Die Unterbringung in Notunterkünften, oft unter unwürdigen Bedingungen, ist während der Flucht und oft auch am Zielort bittere Realität vieler Geflüchteter. Deutschland gehört neben der Türkei und Kolumbien sowie Pakistan und Uganda zu den fünf größten Aufnahmeländern für Geflüchtete. Hier finden Sie Schutz und Unterstützung sowie hoffentlich auch eine Perspektive für die weitere Lebensweggestaltung nach dieser tiefgreifenden, oft traumatisierenden Lebenserfahrung. Natürlich, auch das gehört zur Wahrheit dazu, ist es für die aufnehmenden Kommunen eine Herausforderung, Geflüchteten eine sichere Unterkunft und eine Lebensperspektive zu bieten. Soll das gelingen, ist es wichtig, dass sich im Bewusstsein dieser Herausforderung eine gesamte Stadtgemeinschaft dieser Aufgabe stellt und die Last gerecht auf alle Schultern verteilt. Natürlich braucht es organisatorische und logistische Zentren, wo alle die Geflüchteten betreffenden Bedarfe geklärt werden. Den Erstaufnahmeeinrichtungen in Bremen kommt dabei eine zentrale Funktion als Ankunftsort zu. Klar ist auch, dass viele Menschen hier nur kurzfristig unterkommen und anschließend im eigenen Stadtgebiet oder im Rahmen einer bundesweiten Umverteilung in anderen Gemeinden untergebracht werden. Auch diese Unterkünfte werden oft zeitlich begrenzt bewohnt, im glücklichsten Fall erfolgt der Umzug in eine eigene Wohnung, im schlechtesten eine unendliche Odyssee von Unterkunft zu Unterkunft. Eine solche Situation ist hoch unbefriedigend. Sie verhindert das Ankommen im Quartier, den Zugang zu Bildungs- und Qualifizierungsangeboten sowie den langfristigen Aufbau von sozialen Beziehungen mit der Bevölkerung vor Ort. Verteilen Städte Geflüchtete ungleichmäßig im Stadtgebiet bilden sich nicht selten in sich abgeschlossenen Zentren heraus, die, statt die Inklusion in die Stadtgemeinschaft zu fördern, die Exklusion verstärken. Diesem negativen Effekt kann man durch eine ausgewogene Verteilung über das gesamte Stadtgebiet vorbeugen. Dass es in Notsituationen immer wieder zu Ausnahmen kommt, ist dabei so verständlich wie hinnehmbar. Umso wichtiger ist es, die langfristige Aufnahmeplanung systematisch zu steuern und in allen Stadtteilen Orte des Lebens und Wohnens für Geflüchtete und bereits im Quartier Lebende zu schaffen, um ein Leben miteinander zu gestalten. 

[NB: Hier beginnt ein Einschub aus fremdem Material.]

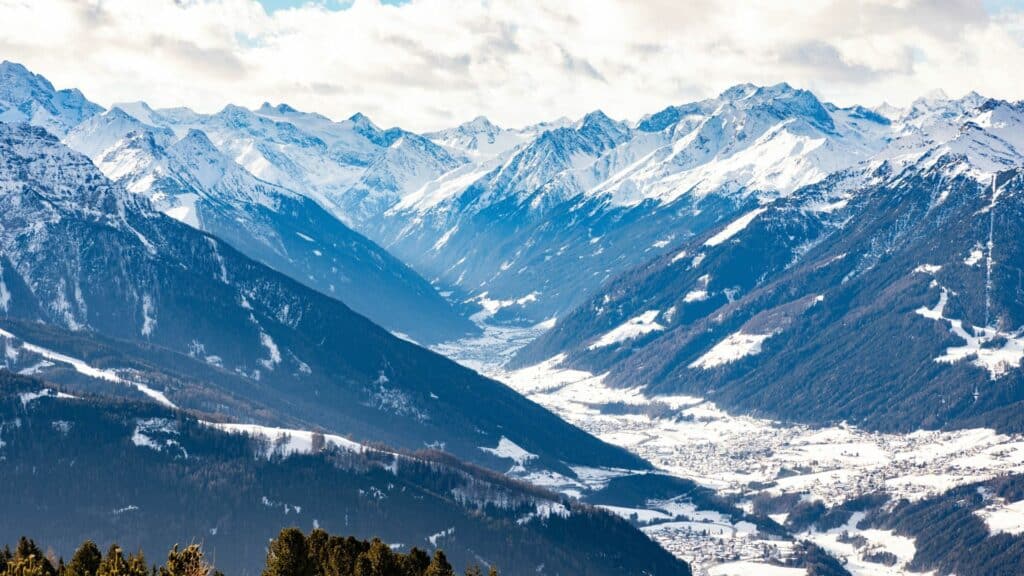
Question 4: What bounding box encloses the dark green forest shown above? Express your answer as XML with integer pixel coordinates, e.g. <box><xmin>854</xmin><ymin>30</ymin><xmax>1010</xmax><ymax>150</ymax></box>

<box><xmin>0</xmin><ymin>371</ymin><xmax>692</xmax><ymax>576</ymax></box>
<box><xmin>0</xmin><ymin>529</ymin><xmax>497</xmax><ymax>576</ymax></box>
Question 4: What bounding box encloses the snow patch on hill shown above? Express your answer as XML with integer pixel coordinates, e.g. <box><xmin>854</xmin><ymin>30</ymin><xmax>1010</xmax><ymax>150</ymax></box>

<box><xmin>915</xmin><ymin>287</ymin><xmax>1024</xmax><ymax>379</ymax></box>
<box><xmin>0</xmin><ymin>261</ymin><xmax>9</xmax><ymax>313</ymax></box>
<box><xmin>704</xmin><ymin>208</ymin><xmax>767</xmax><ymax>247</ymax></box>
<box><xmin>18</xmin><ymin>388</ymin><xmax>74</xmax><ymax>407</ymax></box>
<box><xmin>480</xmin><ymin>436</ymin><xmax>537</xmax><ymax>470</ymax></box>
<box><xmin>0</xmin><ymin>327</ymin><xmax>175</xmax><ymax>408</ymax></box>
<box><xmin>690</xmin><ymin>331</ymin><xmax>772</xmax><ymax>369</ymax></box>
<box><xmin>801</xmin><ymin>511</ymin><xmax>919</xmax><ymax>576</ymax></box>
<box><xmin>588</xmin><ymin>310</ymin><xmax>665</xmax><ymax>349</ymax></box>
<box><xmin>977</xmin><ymin>499</ymin><xmax>1024</xmax><ymax>536</ymax></box>
<box><xmin>209</xmin><ymin>422</ymin><xmax>370</xmax><ymax>459</ymax></box>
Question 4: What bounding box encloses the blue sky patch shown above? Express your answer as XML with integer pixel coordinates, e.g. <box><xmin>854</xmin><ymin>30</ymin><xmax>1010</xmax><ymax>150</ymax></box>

<box><xmin>257</xmin><ymin>0</ymin><xmax>409</xmax><ymax>13</ymax></box>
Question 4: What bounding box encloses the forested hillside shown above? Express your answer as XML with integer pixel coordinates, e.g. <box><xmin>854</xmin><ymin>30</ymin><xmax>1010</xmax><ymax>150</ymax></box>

<box><xmin>0</xmin><ymin>371</ymin><xmax>690</xmax><ymax>576</ymax></box>
<box><xmin>0</xmin><ymin>529</ymin><xmax>495</xmax><ymax>576</ymax></box>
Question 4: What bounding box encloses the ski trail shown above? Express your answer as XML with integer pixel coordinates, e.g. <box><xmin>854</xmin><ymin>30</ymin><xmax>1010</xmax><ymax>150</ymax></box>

<box><xmin>985</xmin><ymin>175</ymin><xmax>1000</xmax><ymax>327</ymax></box>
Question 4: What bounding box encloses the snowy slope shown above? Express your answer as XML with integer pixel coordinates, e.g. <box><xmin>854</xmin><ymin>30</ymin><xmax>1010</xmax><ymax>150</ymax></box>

<box><xmin>0</xmin><ymin>121</ymin><xmax>647</xmax><ymax>475</ymax></box>
<box><xmin>0</xmin><ymin>63</ymin><xmax>477</xmax><ymax>344</ymax></box>
<box><xmin>117</xmin><ymin>101</ymin><xmax>466</xmax><ymax>227</ymax></box>
<box><xmin>371</xmin><ymin>84</ymin><xmax>893</xmax><ymax>324</ymax></box>
<box><xmin>520</xmin><ymin>92</ymin><xmax>1024</xmax><ymax>434</ymax></box>
<box><xmin>425</xmin><ymin>116</ymin><xmax>533</xmax><ymax>160</ymax></box>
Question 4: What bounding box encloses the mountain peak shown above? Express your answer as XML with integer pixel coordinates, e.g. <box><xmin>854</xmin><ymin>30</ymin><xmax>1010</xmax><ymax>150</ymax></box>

<box><xmin>718</xmin><ymin>83</ymin><xmax>759</xmax><ymax>101</ymax></box>
<box><xmin>258</xmin><ymin>101</ymin><xmax>299</xmax><ymax>115</ymax></box>
<box><xmin>763</xmin><ymin>81</ymin><xmax>795</xmax><ymax>93</ymax></box>
<box><xmin>0</xmin><ymin>61</ymin><xmax>57</xmax><ymax>106</ymax></box>
<box><xmin>116</xmin><ymin>100</ymin><xmax>155</xmax><ymax>112</ymax></box>
<box><xmin>110</xmin><ymin>100</ymin><xmax>167</xmax><ymax>127</ymax></box>
<box><xmin>105</xmin><ymin>106</ymin><xmax>140</xmax><ymax>123</ymax></box>
<box><xmin>575</xmin><ymin>109</ymin><xmax>630</xmax><ymax>149</ymax></box>
<box><xmin>346</xmin><ymin>112</ymin><xmax>404</xmax><ymax>146</ymax></box>
<box><xmin>718</xmin><ymin>82</ymin><xmax>806</xmax><ymax>105</ymax></box>
<box><xmin>174</xmin><ymin>128</ymin><xmax>220</xmax><ymax>154</ymax></box>
<box><xmin>464</xmin><ymin>115</ymin><xmax>498</xmax><ymax>131</ymax></box>
<box><xmin>347</xmin><ymin>111</ymin><xmax>376</xmax><ymax>127</ymax></box>
<box><xmin>637</xmin><ymin>105</ymin><xmax>683</xmax><ymax>132</ymax></box>
<box><xmin>874</xmin><ymin>101</ymin><xmax>903</xmax><ymax>121</ymax></box>
<box><xmin>0</xmin><ymin>63</ymin><xmax>100</xmax><ymax>136</ymax></box>
<box><xmin>0</xmin><ymin>60</ymin><xmax>40</xmax><ymax>82</ymax></box>
<box><xmin>215</xmin><ymin>103</ymin><xmax>254</xmax><ymax>121</ymax></box>
<box><xmin>0</xmin><ymin>121</ymin><xmax>142</xmax><ymax>218</ymax></box>
<box><xmin>905</xmin><ymin>90</ymin><xmax>991</xmax><ymax>125</ymax></box>
<box><xmin>579</xmin><ymin>109</ymin><xmax>613</xmax><ymax>126</ymax></box>
<box><xmin>740</xmin><ymin>83</ymin><xmax>835</xmax><ymax>132</ymax></box>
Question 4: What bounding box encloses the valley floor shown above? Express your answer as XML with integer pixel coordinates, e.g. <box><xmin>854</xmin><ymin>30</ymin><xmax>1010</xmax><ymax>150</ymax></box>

<box><xmin>433</xmin><ymin>321</ymin><xmax>1024</xmax><ymax>576</ymax></box>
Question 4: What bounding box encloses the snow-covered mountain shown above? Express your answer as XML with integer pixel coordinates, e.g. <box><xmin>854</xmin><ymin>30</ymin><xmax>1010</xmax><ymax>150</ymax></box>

<box><xmin>590</xmin><ymin>83</ymin><xmax>890</xmax><ymax>206</ymax></box>
<box><xmin>19</xmin><ymin>65</ymin><xmax>903</xmax><ymax>331</ymax></box>
<box><xmin>365</xmin><ymin>83</ymin><xmax>893</xmax><ymax>325</ymax></box>
<box><xmin>0</xmin><ymin>61</ymin><xmax>101</xmax><ymax>136</ymax></box>
<box><xmin>114</xmin><ymin>100</ymin><xmax>466</xmax><ymax>227</ymax></box>
<box><xmin>425</xmin><ymin>115</ymin><xmax>571</xmax><ymax>161</ymax></box>
<box><xmin>517</xmin><ymin>94</ymin><xmax>1024</xmax><ymax>434</ymax></box>
<box><xmin>0</xmin><ymin>62</ymin><xmax>476</xmax><ymax>344</ymax></box>
<box><xmin>0</xmin><ymin>121</ymin><xmax>646</xmax><ymax>475</ymax></box>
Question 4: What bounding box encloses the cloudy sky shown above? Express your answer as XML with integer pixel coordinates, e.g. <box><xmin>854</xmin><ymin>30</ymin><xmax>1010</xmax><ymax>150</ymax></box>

<box><xmin>1</xmin><ymin>0</ymin><xmax>1022</xmax><ymax>131</ymax></box>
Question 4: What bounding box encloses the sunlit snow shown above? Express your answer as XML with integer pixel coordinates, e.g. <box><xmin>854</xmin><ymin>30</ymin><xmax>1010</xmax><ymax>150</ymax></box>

<box><xmin>588</xmin><ymin>310</ymin><xmax>665</xmax><ymax>349</ymax></box>
<box><xmin>689</xmin><ymin>331</ymin><xmax>772</xmax><ymax>369</ymax></box>
<box><xmin>704</xmin><ymin>208</ymin><xmax>767</xmax><ymax>247</ymax></box>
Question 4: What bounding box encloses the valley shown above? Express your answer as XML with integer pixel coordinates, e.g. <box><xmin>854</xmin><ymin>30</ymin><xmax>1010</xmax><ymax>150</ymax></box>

<box><xmin>434</xmin><ymin>320</ymin><xmax>1024</xmax><ymax>575</ymax></box>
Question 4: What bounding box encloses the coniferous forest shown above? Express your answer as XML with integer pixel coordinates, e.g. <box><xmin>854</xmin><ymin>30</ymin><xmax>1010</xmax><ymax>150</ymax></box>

<box><xmin>0</xmin><ymin>529</ymin><xmax>497</xmax><ymax>576</ymax></box>
<box><xmin>0</xmin><ymin>372</ymin><xmax>692</xmax><ymax>576</ymax></box>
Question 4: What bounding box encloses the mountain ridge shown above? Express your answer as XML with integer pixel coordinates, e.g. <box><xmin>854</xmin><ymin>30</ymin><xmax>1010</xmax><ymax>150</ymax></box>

<box><xmin>0</xmin><ymin>61</ymin><xmax>476</xmax><ymax>344</ymax></box>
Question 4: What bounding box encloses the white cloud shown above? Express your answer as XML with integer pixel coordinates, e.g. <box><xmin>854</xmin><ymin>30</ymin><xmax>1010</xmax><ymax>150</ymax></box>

<box><xmin>0</xmin><ymin>0</ymin><xmax>1022</xmax><ymax>131</ymax></box>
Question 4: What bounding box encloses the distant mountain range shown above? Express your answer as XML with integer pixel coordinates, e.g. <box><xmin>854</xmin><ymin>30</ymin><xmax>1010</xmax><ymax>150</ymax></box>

<box><xmin>0</xmin><ymin>61</ymin><xmax>474</xmax><ymax>345</ymax></box>
<box><xmin>517</xmin><ymin>92</ymin><xmax>1024</xmax><ymax>434</ymax></box>
<box><xmin>0</xmin><ymin>120</ymin><xmax>644</xmax><ymax>477</ymax></box>
<box><xmin>367</xmin><ymin>83</ymin><xmax>895</xmax><ymax>324</ymax></box>
<box><xmin>6</xmin><ymin>58</ymin><xmax>1024</xmax><ymax>435</ymax></box>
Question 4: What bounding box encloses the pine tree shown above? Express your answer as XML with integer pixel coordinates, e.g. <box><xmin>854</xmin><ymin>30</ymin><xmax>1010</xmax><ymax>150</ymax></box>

<box><xmin>158</xmin><ymin>545</ymin><xmax>210</xmax><ymax>576</ymax></box>
<box><xmin>362</xmin><ymin>541</ymin><xmax>397</xmax><ymax>576</ymax></box>
<box><xmin>400</xmin><ymin>549</ymin><xmax>429</xmax><ymax>576</ymax></box>
<box><xmin>310</xmin><ymin>433</ymin><xmax>326</xmax><ymax>454</ymax></box>
<box><xmin>95</xmin><ymin>546</ymin><xmax>146</xmax><ymax>576</ymax></box>
<box><xmin>423</xmin><ymin>551</ymin><xmax>454</xmax><ymax>576</ymax></box>
<box><xmin>2</xmin><ymin>535</ymin><xmax>497</xmax><ymax>576</ymax></box>
<box><xmin>123</xmin><ymin>551</ymin><xmax>147</xmax><ymax>576</ymax></box>
<box><xmin>10</xmin><ymin>538</ymin><xmax>55</xmax><ymax>576</ymax></box>
<box><xmin>4</xmin><ymin>555</ymin><xmax>50</xmax><ymax>576</ymax></box>
<box><xmin>306</xmin><ymin>529</ymin><xmax>329</xmax><ymax>576</ymax></box>
<box><xmin>66</xmin><ymin>542</ymin><xmax>102</xmax><ymax>576</ymax></box>
<box><xmin>351</xmin><ymin>556</ymin><xmax>374</xmax><ymax>576</ymax></box>
<box><xmin>263</xmin><ymin>529</ymin><xmax>313</xmax><ymax>576</ymax></box>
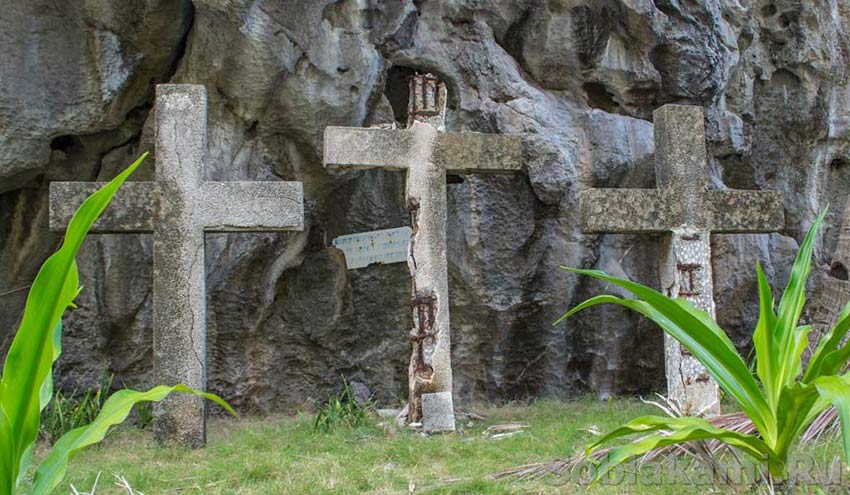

Vor diesem Hintergrund fragen wir den Senat:

1. In welchen Stadtbezirken befinden sich aktuell Erstaufnahmeeinrichtung und Landesaufnahmestellen, sind diese Kapazitäten ausreichend oder hält es der Senat für notwendig, weitere Filialen dieser Einrichtungen zu etablieren und wenn ja, wo könnten sich diese befinden?

2. In welchen Stadtbezirken befinden sich aktuell Übergangswohnheime (bitte nach Stadt- bzw. Ortsteilen aufschlüsseln) und wie viele Menschen können hier jeweils untergebracht werden?

3. In welchen Stadtbezirken wurden im Jahr 2022 für Übergangswohnheime (bitte nach Stadt- bzw. Ortsteilen aufschlüsseln) zusätzliche Kontingente geschaffen und wo entstehen aktuelle noch zusätzliche Kapazitäten in welcher Höhe?

4. In welchen Quartieren sind Geflüchtete bisher unterrepräsentiert, wie ist diese Tatsache begründet und werden diese Quartiere bei der Suche nach neuen Standorten für Übergangseinrichtungen prioritär aufgesucht – wenn nein, warum nicht?

5. Welche der Übergangswohnheime sprechen bestimmte Gruppen unter den Geflüchteten an (bspw. unbegleitete Minderjährige, Familien, Senioren oder Alleinerziehende mit Kind), welche Gründe waren ausschlaggebend, hier gruppenspezifisch unterzubringen und welche Ausstattungsmerkmale entsprechen den spezifischen Bedürfnissen der Geflüchteten am Ort?

6. Welche Formen der Not- bzw. Ersatzunterkünfte hat der Senat im Jahr 2022 geschaffen oder schafft sie aktuell (Zelte, Turnhallen, Mobilbauten), wo befinden sich diese und in welcher Größenordnung können hier jeweils Menschen untergebracht werden?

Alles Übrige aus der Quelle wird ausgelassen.